Personally, I’ve found I don’t reread journals as much as I’d like to. Partly it’s due to time, partly because I often don’t really want to reexperience what I’ve written about even though it will benefit me. By the time I’m done with a lengthy journal it just seems overwhelming to go back and read it. What I’ve found helpful is to reread the past few days of my journals as I go and highlight what seems especially brilliant or meaningful (which, alas, ends up being not that much). Then it’s really easy to go back and look over the highlighted sections.
Name your voices.
This isn’t so you can convince yourself you’re crazy. Naming the voices helps you identify a voice as someone else’s if that’s the case — for example, if your inner critic is actually the voice of your mother, or the voice telling you your art is no good is your old college professor of twenty years ago. Julia Cameron, author of The Artist’s Way, named her inner critic Nigel and told him to shut up a lot.

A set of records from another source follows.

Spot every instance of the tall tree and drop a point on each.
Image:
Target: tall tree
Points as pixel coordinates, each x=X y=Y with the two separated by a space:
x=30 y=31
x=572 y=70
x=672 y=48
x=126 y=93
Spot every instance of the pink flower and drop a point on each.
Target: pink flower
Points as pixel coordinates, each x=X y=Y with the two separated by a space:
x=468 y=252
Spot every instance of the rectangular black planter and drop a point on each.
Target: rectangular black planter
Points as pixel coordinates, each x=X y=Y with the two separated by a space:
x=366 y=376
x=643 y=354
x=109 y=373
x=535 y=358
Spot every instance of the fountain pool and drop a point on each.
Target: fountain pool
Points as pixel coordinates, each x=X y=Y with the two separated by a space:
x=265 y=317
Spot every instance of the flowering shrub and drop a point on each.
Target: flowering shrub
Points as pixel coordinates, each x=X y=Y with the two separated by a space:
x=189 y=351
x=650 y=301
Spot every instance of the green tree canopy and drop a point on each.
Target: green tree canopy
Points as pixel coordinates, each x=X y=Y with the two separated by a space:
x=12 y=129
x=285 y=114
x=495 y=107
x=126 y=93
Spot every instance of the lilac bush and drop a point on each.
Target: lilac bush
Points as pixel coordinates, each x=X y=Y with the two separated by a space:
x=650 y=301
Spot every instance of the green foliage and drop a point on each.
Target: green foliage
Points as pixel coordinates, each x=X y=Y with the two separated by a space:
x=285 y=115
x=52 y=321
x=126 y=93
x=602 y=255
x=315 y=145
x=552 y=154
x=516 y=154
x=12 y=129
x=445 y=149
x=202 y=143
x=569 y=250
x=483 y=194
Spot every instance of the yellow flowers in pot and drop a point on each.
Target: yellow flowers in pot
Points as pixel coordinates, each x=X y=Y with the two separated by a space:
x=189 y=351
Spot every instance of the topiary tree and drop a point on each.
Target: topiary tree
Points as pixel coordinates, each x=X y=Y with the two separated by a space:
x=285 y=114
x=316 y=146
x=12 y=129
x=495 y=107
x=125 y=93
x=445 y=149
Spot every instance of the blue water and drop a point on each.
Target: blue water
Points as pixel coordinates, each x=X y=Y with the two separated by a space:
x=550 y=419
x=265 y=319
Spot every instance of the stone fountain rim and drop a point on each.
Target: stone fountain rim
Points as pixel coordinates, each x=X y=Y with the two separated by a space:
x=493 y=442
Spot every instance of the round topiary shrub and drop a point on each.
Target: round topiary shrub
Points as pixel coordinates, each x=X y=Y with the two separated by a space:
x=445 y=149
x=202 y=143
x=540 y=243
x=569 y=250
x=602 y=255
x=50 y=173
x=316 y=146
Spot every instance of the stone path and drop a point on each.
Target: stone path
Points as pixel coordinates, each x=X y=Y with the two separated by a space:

This is also helpful when you recognize that you’re telling yourself the same old stories. Naming the narrator, like “that’s my Poor Me voice,” or “the voice that tells me I should eat the whole tub of ice cream,” helps you realize that voice telling the story isn’t your higher self and may not have your best interest in mind.
Listen to yourself.
Your inner voice may be weak, but it will get stronger if it realizes someone is listening. When you’re getting to know someone you let them talk, you’re curious about them. You listen carefully to what they say and how they say it. Give yourself the same quality of attention.

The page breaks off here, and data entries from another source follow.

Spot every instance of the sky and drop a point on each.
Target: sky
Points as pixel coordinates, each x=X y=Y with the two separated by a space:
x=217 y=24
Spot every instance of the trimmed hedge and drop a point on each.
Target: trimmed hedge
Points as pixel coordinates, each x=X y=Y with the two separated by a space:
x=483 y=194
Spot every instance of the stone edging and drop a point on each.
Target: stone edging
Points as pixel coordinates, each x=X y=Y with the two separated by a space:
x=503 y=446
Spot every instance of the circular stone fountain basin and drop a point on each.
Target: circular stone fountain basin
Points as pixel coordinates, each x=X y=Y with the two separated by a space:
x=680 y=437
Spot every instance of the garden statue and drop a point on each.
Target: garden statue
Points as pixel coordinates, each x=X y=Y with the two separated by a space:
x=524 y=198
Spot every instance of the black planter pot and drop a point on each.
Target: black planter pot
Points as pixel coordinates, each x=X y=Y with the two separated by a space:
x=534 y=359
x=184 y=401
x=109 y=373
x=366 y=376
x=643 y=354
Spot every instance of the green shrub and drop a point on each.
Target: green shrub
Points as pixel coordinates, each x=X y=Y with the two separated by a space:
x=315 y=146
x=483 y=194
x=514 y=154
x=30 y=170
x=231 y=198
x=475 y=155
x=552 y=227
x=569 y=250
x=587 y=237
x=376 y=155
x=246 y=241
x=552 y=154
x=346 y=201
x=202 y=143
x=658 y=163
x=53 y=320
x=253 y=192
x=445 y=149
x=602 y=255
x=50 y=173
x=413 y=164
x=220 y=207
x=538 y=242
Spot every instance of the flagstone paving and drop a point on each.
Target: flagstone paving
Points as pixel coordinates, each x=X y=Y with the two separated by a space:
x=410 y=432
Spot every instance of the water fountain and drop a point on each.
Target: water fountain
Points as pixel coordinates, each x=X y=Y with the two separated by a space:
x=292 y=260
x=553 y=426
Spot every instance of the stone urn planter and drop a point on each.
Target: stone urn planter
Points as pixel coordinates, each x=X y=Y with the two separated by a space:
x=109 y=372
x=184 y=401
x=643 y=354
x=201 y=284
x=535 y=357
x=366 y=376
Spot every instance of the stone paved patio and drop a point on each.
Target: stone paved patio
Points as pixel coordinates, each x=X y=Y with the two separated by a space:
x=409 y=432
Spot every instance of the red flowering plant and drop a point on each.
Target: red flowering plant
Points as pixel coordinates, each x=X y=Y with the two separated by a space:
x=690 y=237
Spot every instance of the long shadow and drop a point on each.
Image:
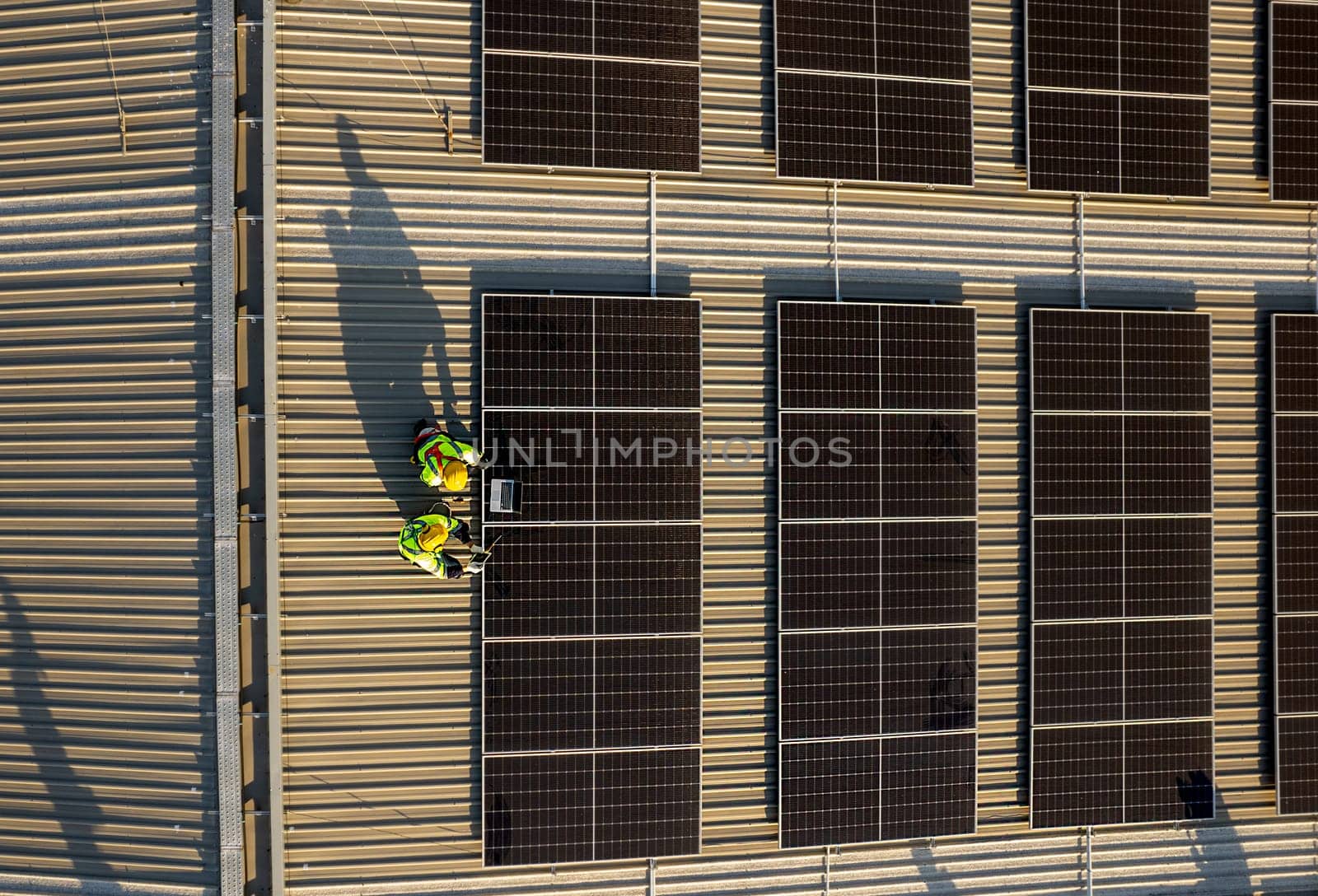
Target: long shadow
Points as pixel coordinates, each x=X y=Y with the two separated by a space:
x=392 y=327
x=72 y=805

This can be hard to do, because we tend to not notice what we’re telling ourselves. One way to practice listening is to spend some time regularly (preferably at home alone) talking to yourself. Talk a lot. Babble. Don’t hold back. It can be interesting to find out what you really think of your tea, or how you enjoy peeling bananas. Little things like this can seem silly, but they can add up to a persona that you never really appreciated was there before.
Don’t judge.
Often we hide our real selves because we’ve done it since we were little children trying to adapt to our families and environment. We hid away parts of ourselves because we didn’t think they’d be accepted or were afraid what would happen if we revealed ourselves. Because of that, these parts may not be easy for us to see now, and we may still look at them as something that should be pushed under the rug. Whatever comes up, don’t judge it. Do you think you sound selfish, whiny, full of yourself? Let these parts of you come out onto as you talk to yourself or onto the page and respect them. See what they have to say.
Often, when these bits of us finally get to emerge, we realize that not only aren’t they that bad, but they can be solid gold. Maybe you were told you were “too much” when you were little, but if you listen to yourself talk you might realize that you’re just curious and clever and outgoing. Or maybe you were taught that asking for what you want was selfish, but when you finally let yourself do it you don’t sound unreasonable at all.

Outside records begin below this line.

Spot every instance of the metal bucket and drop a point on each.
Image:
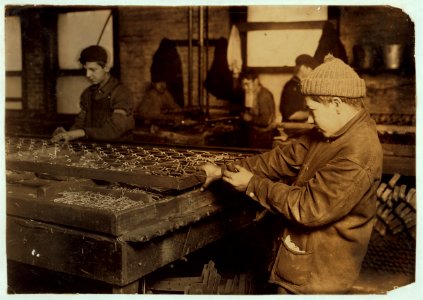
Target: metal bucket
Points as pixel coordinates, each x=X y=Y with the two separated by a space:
x=392 y=56
x=364 y=56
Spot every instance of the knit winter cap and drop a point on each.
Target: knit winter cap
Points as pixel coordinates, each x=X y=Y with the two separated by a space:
x=93 y=54
x=334 y=78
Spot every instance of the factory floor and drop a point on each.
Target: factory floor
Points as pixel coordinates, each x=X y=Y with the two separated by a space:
x=389 y=264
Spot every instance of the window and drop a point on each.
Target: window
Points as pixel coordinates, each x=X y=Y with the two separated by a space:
x=277 y=34
x=13 y=63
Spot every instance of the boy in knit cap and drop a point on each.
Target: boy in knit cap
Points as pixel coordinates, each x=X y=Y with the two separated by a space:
x=328 y=211
x=106 y=106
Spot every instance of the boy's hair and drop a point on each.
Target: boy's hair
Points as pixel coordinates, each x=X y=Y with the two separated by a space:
x=94 y=54
x=249 y=75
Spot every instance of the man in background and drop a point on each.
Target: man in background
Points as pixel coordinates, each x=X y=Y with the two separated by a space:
x=259 y=111
x=106 y=106
x=292 y=105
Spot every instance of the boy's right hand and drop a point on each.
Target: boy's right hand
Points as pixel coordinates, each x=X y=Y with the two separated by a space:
x=59 y=130
x=213 y=173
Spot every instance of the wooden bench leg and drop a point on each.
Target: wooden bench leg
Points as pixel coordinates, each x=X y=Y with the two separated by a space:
x=131 y=288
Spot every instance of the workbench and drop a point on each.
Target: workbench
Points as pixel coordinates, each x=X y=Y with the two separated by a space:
x=115 y=247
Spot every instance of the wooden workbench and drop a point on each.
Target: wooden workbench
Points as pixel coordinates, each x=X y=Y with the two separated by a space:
x=120 y=261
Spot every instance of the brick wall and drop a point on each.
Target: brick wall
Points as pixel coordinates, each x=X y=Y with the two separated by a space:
x=142 y=28
x=33 y=61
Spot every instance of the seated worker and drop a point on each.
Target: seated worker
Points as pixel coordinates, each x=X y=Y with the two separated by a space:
x=158 y=102
x=259 y=112
x=328 y=211
x=292 y=104
x=106 y=106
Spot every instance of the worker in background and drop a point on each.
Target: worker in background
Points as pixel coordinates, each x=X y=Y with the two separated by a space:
x=292 y=105
x=329 y=208
x=106 y=106
x=259 y=111
x=158 y=102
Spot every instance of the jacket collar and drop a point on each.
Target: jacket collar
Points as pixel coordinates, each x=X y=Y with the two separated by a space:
x=107 y=88
x=358 y=118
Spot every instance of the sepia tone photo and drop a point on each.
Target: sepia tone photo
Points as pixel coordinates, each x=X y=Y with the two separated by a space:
x=209 y=149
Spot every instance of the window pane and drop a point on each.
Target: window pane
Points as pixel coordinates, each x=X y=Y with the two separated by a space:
x=16 y=105
x=13 y=44
x=78 y=30
x=281 y=46
x=69 y=89
x=290 y=13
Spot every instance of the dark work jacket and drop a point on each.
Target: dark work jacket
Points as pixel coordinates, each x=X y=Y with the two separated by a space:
x=329 y=209
x=97 y=106
x=291 y=99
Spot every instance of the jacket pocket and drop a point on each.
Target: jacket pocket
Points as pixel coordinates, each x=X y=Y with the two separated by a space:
x=292 y=265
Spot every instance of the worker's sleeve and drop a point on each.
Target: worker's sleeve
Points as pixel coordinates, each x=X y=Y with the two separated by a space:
x=280 y=162
x=328 y=196
x=118 y=123
x=169 y=103
x=266 y=110
x=150 y=106
x=80 y=119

Ask multi-layered questions.
If you ask yourself what you think or feel about something, you’ll get an answer, but it might just be “because.” If you ask yourself why you think or feel that thing, you’ll find out a lot more. Often if you don’t have an answer to “why,” it’s because you’ve just internalized someone else’s opinion. This is good to find out.
Sometimes it takes several layers of why to get to the bottom of what you actually feel about something or what your own genuine opinion is. Have fun with it, though. This shouldn’t be an inquisition! It should be more like a pre-teen sleepover with slippers and candy.